6 chicken breast halves, pounded medium-thin
3/4 cup Manischewitz Potato Starch, divided
1 teaspoon salt
1 cup ground almonds
2 eggs, beaten
1 small onion, grated
1 teaspoon garlic powder or 2 cloves garlic, crushed or 2 cubes Gefen Frozen Garlic
oil, to cover bottom of pan
2 tablespoons oil
3 tablespoons Baron Herzog Chenin Blanc or other white wine
1 teaspoon sugar
generous dash of salt
1 cup water
2 teaspoons Manischewitz Potato Starch
Prepare coating station: Place a half cup potato starch in one shallow dish, a quarter cup potato starch, ground almonds, and salt in another, and combine eggs, grated onion, and garlic in a third.

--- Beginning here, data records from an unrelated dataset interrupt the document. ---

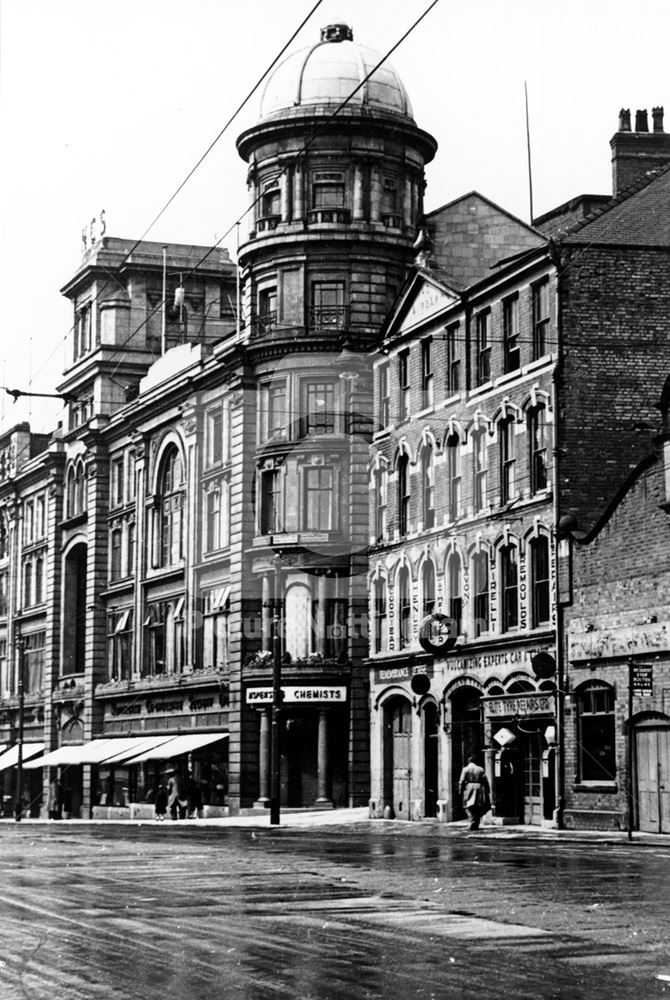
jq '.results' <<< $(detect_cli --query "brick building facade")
[565,422,670,833]
[0,24,670,825]
[369,109,670,825]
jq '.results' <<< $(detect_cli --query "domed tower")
[237,24,437,349]
[237,24,436,806]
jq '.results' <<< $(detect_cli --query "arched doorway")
[451,685,484,819]
[384,697,412,819]
[423,701,439,817]
[635,716,670,833]
[61,542,87,675]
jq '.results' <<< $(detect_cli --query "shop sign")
[482,694,554,715]
[630,663,654,698]
[147,698,184,712]
[247,685,347,705]
[568,622,670,660]
[374,664,433,684]
[447,646,550,673]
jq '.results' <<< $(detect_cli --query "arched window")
[447,434,461,521]
[157,447,184,566]
[65,462,84,517]
[398,455,409,535]
[530,535,551,628]
[23,561,33,608]
[447,552,463,636]
[498,416,516,503]
[74,462,85,514]
[421,559,435,616]
[472,549,491,636]
[398,566,412,649]
[0,514,9,559]
[421,444,435,528]
[285,583,314,660]
[500,545,519,632]
[472,429,488,512]
[528,403,549,493]
[373,465,388,542]
[35,556,44,604]
[576,681,616,781]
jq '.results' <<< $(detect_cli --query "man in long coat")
[458,757,491,830]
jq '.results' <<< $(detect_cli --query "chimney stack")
[610,107,670,195]
[635,108,649,132]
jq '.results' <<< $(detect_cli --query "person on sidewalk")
[458,756,491,830]
[154,785,167,820]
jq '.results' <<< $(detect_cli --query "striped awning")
[128,732,228,764]
[0,743,44,771]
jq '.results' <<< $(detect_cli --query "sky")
[0,0,670,432]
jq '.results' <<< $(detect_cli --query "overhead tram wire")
[180,0,440,278]
[111,0,439,384]
[16,0,323,406]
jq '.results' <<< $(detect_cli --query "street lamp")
[270,553,282,826]
[14,635,26,823]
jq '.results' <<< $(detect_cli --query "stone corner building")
[0,25,436,817]
[368,108,670,832]
[0,24,670,832]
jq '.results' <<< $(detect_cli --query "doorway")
[635,725,670,833]
[384,698,412,819]
[519,732,544,826]
[423,701,439,817]
[451,686,484,820]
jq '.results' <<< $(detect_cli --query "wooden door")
[523,733,543,826]
[391,700,412,819]
[635,728,670,833]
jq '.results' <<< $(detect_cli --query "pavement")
[5,806,670,848]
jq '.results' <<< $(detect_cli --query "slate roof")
[559,164,670,247]
[426,191,547,290]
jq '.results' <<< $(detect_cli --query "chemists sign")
[247,684,347,705]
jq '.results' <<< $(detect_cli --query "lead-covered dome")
[260,24,413,120]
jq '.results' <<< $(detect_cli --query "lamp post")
[14,635,25,823]
[270,553,282,826]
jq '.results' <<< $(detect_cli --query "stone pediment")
[387,275,459,339]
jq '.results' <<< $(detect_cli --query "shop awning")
[128,733,228,764]
[26,743,90,771]
[101,736,177,764]
[0,743,44,771]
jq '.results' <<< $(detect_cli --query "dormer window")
[309,171,349,222]
[257,178,281,233]
[73,302,91,361]
[261,181,281,216]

Coat the bottom of a baking sheet with a thin layer of oil.
Dredge chicken first in potato starch, then egg mixture, and then ground almond mixture.
Place chicken breasts on baking sheet and bake for 10 minutes per side. Remove from oven and serve.
Heat oil, wine, sugar, and salt in a small pot.
Combine water and potato starch and add to boiling liquid; reduce heat and stir until sauce thickens and is smooth.
Pour immediately over chicken and serve.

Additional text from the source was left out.